WASHINGTON — U.S. interstate highways are in need of rebuilding and repair, but the use of tolls as a funding source is less efficient than raising the federal fuel tax, said Bill Graves, president of American Trucking Associations.
In a spirited debate over the issue of tolling here on Jan. 10, Graves and Patrick Jones, CEO of the International Bridge, Tunnel and Turnpike Association, agreed the U.S. interstate highway system has suffered from neglect in recent years because of funding challenges.
And that was pretty much where the agreement ended.
“To me, tolls are like a travel tax on steroids,” Graves said. Instead, he said, the fuel tax is simple, fair and equitable.
Jones said that without a sustained investment, the nation’s interstates would turn into a “heap of rubble.”
“Federal funding to support surface transportation is inadequate and unsustainable,” Jones said. “In light of these circumstances, Congress should not interfere with state efforts to use tolls on the interstate system.”
However, Graves said he wasn’t yet ready to give up on the notion of raising the federal fuel tax.
But because the tax has not been adjusted since 1993, tolling is a topic fresh on truckers’ minds. Plans are advancing for pilot projects to toll existing interstates in such states as Virginia, Missouri and North Carolina.
Joshua Schank, president of Eno Transportation Foundation, which hosted the event, said tolling could be debated on the Senate floor as members discuss transportation funding legislation.
“With a growing recognition about the lack of revenues for surface transportation investment, there’s a greater awareness and interest in private investment and the revenues that tolling could bring,” Schank said.
Graves said he wants to preserve the federal tolling ban.

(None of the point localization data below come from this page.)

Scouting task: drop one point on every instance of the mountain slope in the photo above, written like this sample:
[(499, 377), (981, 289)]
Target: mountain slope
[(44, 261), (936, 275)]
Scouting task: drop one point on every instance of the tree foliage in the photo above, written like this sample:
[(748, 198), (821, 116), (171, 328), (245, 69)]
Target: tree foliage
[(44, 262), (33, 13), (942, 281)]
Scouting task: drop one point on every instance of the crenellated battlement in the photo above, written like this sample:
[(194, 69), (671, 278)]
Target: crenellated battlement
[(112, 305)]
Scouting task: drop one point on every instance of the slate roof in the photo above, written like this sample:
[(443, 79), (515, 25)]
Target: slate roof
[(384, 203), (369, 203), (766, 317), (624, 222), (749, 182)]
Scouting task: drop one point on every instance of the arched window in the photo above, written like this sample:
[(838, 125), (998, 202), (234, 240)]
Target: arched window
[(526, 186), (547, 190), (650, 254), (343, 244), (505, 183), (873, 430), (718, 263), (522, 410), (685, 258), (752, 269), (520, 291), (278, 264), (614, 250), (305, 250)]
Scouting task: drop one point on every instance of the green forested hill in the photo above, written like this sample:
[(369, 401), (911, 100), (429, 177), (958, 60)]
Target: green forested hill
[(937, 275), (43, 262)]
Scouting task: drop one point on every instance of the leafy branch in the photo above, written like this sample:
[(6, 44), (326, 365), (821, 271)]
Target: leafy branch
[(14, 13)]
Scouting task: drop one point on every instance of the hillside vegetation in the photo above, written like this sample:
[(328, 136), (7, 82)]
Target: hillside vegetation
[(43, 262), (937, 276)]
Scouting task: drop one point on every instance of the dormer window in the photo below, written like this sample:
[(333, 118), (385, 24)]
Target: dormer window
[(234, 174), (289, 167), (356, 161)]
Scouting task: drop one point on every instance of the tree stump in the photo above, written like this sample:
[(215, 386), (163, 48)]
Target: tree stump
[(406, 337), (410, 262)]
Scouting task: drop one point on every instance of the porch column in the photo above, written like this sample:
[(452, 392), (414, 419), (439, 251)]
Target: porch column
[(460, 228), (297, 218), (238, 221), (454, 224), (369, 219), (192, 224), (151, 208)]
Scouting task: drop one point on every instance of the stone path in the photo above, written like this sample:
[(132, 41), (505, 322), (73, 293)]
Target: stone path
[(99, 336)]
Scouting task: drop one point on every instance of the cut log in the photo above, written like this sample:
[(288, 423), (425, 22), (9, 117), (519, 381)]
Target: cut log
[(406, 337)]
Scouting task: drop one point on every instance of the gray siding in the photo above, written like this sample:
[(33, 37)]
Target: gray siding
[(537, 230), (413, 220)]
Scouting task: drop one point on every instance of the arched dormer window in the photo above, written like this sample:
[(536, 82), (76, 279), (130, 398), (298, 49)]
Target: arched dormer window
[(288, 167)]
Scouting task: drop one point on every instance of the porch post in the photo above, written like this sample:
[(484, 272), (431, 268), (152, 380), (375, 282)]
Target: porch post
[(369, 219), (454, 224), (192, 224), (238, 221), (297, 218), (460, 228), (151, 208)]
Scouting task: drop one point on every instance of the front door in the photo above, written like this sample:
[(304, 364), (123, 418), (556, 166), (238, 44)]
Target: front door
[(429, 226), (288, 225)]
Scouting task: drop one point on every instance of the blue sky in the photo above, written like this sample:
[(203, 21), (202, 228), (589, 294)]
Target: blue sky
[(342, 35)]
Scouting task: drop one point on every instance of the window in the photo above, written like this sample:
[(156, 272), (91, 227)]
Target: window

“We are strongly in favor of encouraging the federal government to continue its role in a strong federal-guided program and the funding to back it up,” Graves said. The alternative of tolling is not as efficient or as effective a way to fund highway improvements as the federal fuel tax, he said.
Toll agencies have a “history of questionable rate-setting and spending practices” and “lack accountability and transparency at both the political and operational levels,” Graves said.
Tolling authorities also have a tendency to overstate projected revenues and traffic loads, and tolls generally reduce trucking productivity, and increase pollution because of slowdowns at collection gates, Graves said.
Jones said that he does not understand why Congress won’t raise the fuel tax, but the reality is that it won’t.
“We should give the states the tool that they desperately want to have to implement tolls on interstate highways within their own borders,” Jones said.
“If we were to take the interstate highway system and put it up for sale in the newspaper the way you would put a house for sale, the first line would read ‘fixer-upper,’ ” Jones said.
But Graves noted that state transportation officials just want federal funding for improving their transportation infrastructure — and don’t necessarily want to do so by imposing tolls.
“What the states want is money, and they’ll take it in any form or fashion they can get it,” Graves said. “So let’s not kid ourselves. If the federal government found a way to come up with well-funded federal programs, the states would walk away from other options lickety-split.”
Graves said that another problem with toll roads is that truckers often try to avoid them as a way to cut costs.
He suggested that raising the fuel tax would be far cheaper in the long run.
For example, he said a trucker who takes the 236-mile interstate stretch between Oklahoma’s southern border and Kansas City, Kan., would pay $66.25 if the interstate was tolled.
That would be equivalent to a 17-cent increase in the fuel tax, Graves noted.
“So there might be some who would say, ‘Why don’t we just operate that road and increase fuel taxes 5 cents or 10 cents and save us a little money?’ ” Graves asked.